Book Search

Download this chapter in PDF format

Chapter4.pdf

Table of contents

How to order your own hardcover copy

Wouldn't you rather have a bound book instead of 640 loose pages?
Your laser printer will thank you!
Order from Amazon.com.

Chapter 4: DSP Software

Execution Speed: Hardware

Computing power is increasing so rapidly, any book on the subject will be obsolete before it is published. It's an author's nightmare! The original IBM PC was introduced in 1981, based around the 8088 microprocessor with a 4.77 MHz clock and an 8 bit data bus. This was followed by a new generation of personal computers being introduced every 3-4 years: 8088 → 80286 → 80386 → 80486 → 80586 (Pentium). Each of these new systems boosted the computing speed by a factor of about five over the previous technology. By 1996, the clock speed had increased to 200 MHz, and the data bus to 32 bits. With other improvements, this resulted in an increase in computing power of nearly one thousand in only 15 years! You should expect another factor of one thousand in the next 15 years.

The only way to obtain up-to-date information in this rapidly changing field is directly from the manufacturers: advertisements, specification sheets, price lists, etc. Forget books for performance data, look in magazines and your daily newspaper. Expect that raw computational speed will more than double each two years. Learning about the current state of computer power is simply not enough; you need to understand and track how it is evolving.

Keeping this in mind, we can jump into an overview of how execution speed is limited by computer hardware. Since computers are composed of many subsystems, the time required to execute a particular task will depend on two primary factors: (1) the speed of the individual subsystems, and (2) the time it takes to transfer data between these blocks. Figure 4-5 shows a simplified diagram of the most important speed limiting components in a typical personnel computer. The Central Processing Unit (CPU) is the heart of the system. As previously described, it consists of a dozen or so registers, each capable of holding 32 bits (in present generation personnel computers). Also included in the CPU is the digital electronics needed for rudimentary operations, such as moving bits around and fixed point arithmetic.

More involved mathematics is handled by transferring the data to a special hardware circuit called a math coprocessor (also called an arithmetic logic unit, or ALU). The math coprocessor may be contained in the same chip as the CPU, or it may be a separate electronic device. For example, the addition of two floating point numbers would require the CPU to transfer 8 bytes (4 for each number) to the math coprocessor, and several bytes that describe what to do with the data. After a short computational time, the math coprocessor would pass four bytes back to the CPU, containing the floating point number that is the sum. The most inexpensive computer systems don't have a math coprocessor, or provide it only as an option. For example, the 80486DX microprocessor has an internal math coprocessor, while the 80486SX does not. These lower performance systems replace hardware with software. Each of the mathematical functions is broken into

elementary binary operations that can be handled directly within the CPU. While this provides the same result, the execution time is much slower, say, a factor of 10 to 20.
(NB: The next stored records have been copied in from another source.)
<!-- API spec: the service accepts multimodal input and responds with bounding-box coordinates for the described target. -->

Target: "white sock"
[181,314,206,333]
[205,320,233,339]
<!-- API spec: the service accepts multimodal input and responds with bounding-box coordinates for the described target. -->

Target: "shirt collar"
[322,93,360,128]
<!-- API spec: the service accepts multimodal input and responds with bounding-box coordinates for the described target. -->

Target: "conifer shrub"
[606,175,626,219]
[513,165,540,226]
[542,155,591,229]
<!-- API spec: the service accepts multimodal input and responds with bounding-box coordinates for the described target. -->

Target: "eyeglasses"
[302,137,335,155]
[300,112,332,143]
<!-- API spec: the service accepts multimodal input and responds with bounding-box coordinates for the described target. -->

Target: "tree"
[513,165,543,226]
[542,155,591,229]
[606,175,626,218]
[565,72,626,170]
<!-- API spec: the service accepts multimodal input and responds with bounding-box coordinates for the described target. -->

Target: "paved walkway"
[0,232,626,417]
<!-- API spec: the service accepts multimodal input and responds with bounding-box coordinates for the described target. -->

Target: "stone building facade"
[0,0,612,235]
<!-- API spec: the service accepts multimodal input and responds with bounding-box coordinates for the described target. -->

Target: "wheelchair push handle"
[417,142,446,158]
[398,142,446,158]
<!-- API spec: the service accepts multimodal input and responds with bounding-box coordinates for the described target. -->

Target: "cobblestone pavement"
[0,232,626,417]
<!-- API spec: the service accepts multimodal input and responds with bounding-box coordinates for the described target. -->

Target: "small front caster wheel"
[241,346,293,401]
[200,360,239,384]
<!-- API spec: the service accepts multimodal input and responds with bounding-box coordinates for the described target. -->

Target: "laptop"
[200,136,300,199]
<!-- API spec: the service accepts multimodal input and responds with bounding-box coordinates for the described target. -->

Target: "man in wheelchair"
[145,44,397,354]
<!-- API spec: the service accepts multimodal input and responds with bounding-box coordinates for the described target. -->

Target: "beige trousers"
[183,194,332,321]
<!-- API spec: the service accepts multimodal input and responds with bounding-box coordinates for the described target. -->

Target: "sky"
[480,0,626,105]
Most personal computer software can be used with or without a math coprocessor. This is accomplished by having the compiler generate machine code to handle both cases, all stored in the final executable program. If a math coprocessor is present on the particular computer being used, one section of the code will be run. If a math coprocessor is not present, the other section of the code will be used. The compiler can also be directed to generate code for only one of these situations. For example, you will occasionally find a program that requires that a math coprocessor be present, and will crash if run on a computer that does not have one. Applications such as word processing usually do not benefit from a math coprocessor. This is because they involve moving data around in memory, not the calculation of mathematical expressions. Likewise, calculations involving fixed point variables (integers) are unaffected by the presence of a math coprocessor, since they are handled within the CPU. On the other hand, the execution speed of DSP and other computational programs using floating point calculations can be an order of magnitude different with and without a math coprocessor.

The CPU and main memory are contained in separate chips in most computer systems. For obvious reasons, you would like the main memory to be very large and very fast. Unfortunately, this makes the memory very expensive. The transfer of data between the main memory and the CPU is a very common bottleneck for speed. The CPU asks the main memory for the binary information at a particular memory address, and then must wait to receive the information. A common technique to get around this problem is to use a memory cache. This is a small amount of very fast memory used as a buffer between the CPU and the main memory. A few hundred kilobytes is typical. When the CPU requests the main memory to provide the binary data at a particular address, high speed digital electronics copies a section of the main memory around this address into the memory cache. The next time that the CPU requests memory information, it is very likely that it will already be contained in the memory cache, making the retrieval very rapid. This is based on the fact that programs tend to access memory locations that are nearby neighbors of previously accessed data. In typical personnel computer applications, the addition of a memory cache can improve the overall speed by several times. The memory cache may be in the same chip as the CPU, or it may be an external electronic device.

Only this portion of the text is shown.